There
is little chance of backlash.
The economic
stakes are small.
Every year thousands
of Americans stalk migrating great whales in our coastal waters. They do
it with sharp eyes and quick cameras, and the result of their demand for
a rare nature experience is a small but flourishing local industry.
In
late November, a whaling fleet departed Shimonoseki, Japan, for a very
different purpose: a real hunting expedition for Minke whales in the Antarctic
whale sanctuary. In September, a fleet returned from the northern Pacific
with a catch that included forty-three Bryde's whales and five Sperm whales.
These larger species are considered endangered by the International Whaling
Commission, and the catch limit is firmly set at zero. The United States,
the commission and most marine scientists reject Japanese claims that the
hunt is scientific research.
To the
dismay of its environmental allies, the Clinton administration ducked the
issue. In late December the administration announced largely symbolic restrictions
on Japanese fishing rights in U.S. waters and threatened to ``investigate''
Japanese firms that manufacture whaling equipment.
The story of
this bungled response is a tale of two international institutions, one
strong and one weak. Quite reasonably, the United States feared that Japan's
creeping reintroduction of commercial whaling opened a slippery slope.
Instead of forging an international consensus of like-minded nations, the
United States sought a quick fix. All too predictably, it threatened trade
sanctions. The threat was empty because sanctions on Japanese automobiles
or other products are clearly incompatible with our obligations within
the World Trade Organization. The WTO reflects an international consensus,
which our government shares, that trade should be nondiscriminatory.
Alternatively,
the United States could have taken its case to the whaling commission,
where the issue seemingly belongs, but the commission is a voluntary organization
whose only enforcement mechanism is moral suasion. Just as important, its
purpose is to restore the whale fishery, not to change national attitudes
toward whale hunting. Anti-whaling nations such as the United States have
used the commission effectively in the past because certain whale populations
were so clearly nearing extinction. Whale numbers have begun to recover
since the commission-sponsored moratorium on commercial hunting took effect
in the 1980s. Its success has reinvigorated the simmering international
tensions over the future of commercial whaling.
Although
the group of nations that seeks to resume whaling currently is small (Japan
and Norway are strong supporters), time is on their side.
Limited
commercial hunting by nations that do not share our views may be compatible
with a stable or growing whale population, but this requires giving the
commission the authority to set, monitor and enforce catch limits. Such
a reinvented International Whaling Commission is quite unlikely. Even if
it were possible, hunting would remain a constant diplomatic irritant.
American
views about Japan's whaling policies are shaped by the twin misperceptions
that pro-whaling sentiment runs deep in Japan and whale products are an
important part of Japanese everyday life. Few people eat high-priced whale
meat, and there is no sizable industrial lobby backing renewed whaling.

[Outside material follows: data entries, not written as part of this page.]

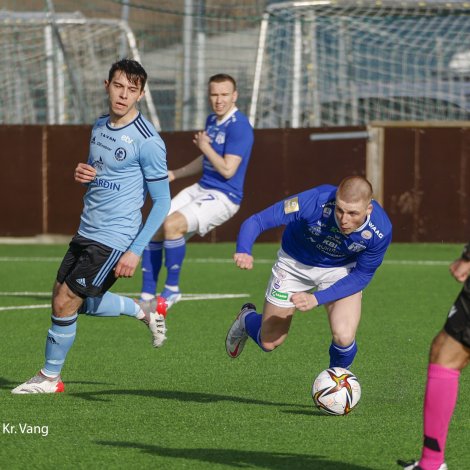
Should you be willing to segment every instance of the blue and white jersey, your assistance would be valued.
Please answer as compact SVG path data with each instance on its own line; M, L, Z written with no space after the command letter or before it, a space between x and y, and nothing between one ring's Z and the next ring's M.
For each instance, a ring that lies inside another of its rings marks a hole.
M237 253L251 253L258 235L285 225L282 249L295 260L323 268L356 263L333 286L315 293L319 304L361 291L382 263L392 239L392 224L376 202L356 231L345 235L336 222L335 186L322 185L291 196L248 218L240 229Z
M224 178L204 155L202 177L199 184L205 189L217 189L223 192L235 204L243 199L243 183L253 147L253 128L248 118L235 108L223 121L217 122L217 116L210 114L206 121L206 133L211 139L212 148L222 157L237 155L242 159L235 174Z
M144 237L148 240L135 242L149 185L166 180L166 187L161 186L160 191L165 198L168 192L170 198L163 140L140 113L120 128L113 128L109 115L105 115L93 126L88 164L95 168L96 178L83 197L78 233L119 251L135 248L140 254L158 229ZM155 202L154 193L151 191ZM133 243L138 246L131 246Z

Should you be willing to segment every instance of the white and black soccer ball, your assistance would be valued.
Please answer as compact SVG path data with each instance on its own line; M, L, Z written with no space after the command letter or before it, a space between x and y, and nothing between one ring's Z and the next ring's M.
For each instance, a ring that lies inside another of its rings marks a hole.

Japanese whaling policy originates within the bureaucracy, a gesture to
a tiny industry.
There
is still time to put together a coalition of anti-whaling nations to exert
coordinated diplomatic pressure on Japan to end whaling. There is little
chance of backlash in Japan because the issue evokes no clash of cultures
and economic stakes are small.
Will the Bush
administration be willing to prod our Japanese allies over this issue?
The omens are not good.
The recent
tragic trawler accident off the Hawaiian coast diminishes the Bush administration's
likely appetite for diplomatic disagreements with Japan. But if whaling
policy cannot be separated from the rest of our cooperative political and
military relationship with Japan, whaling opponents must prepare themselves
for a steady erosion of the status quo.
David
H. Feldman is an economics professor at the College of William and Mary.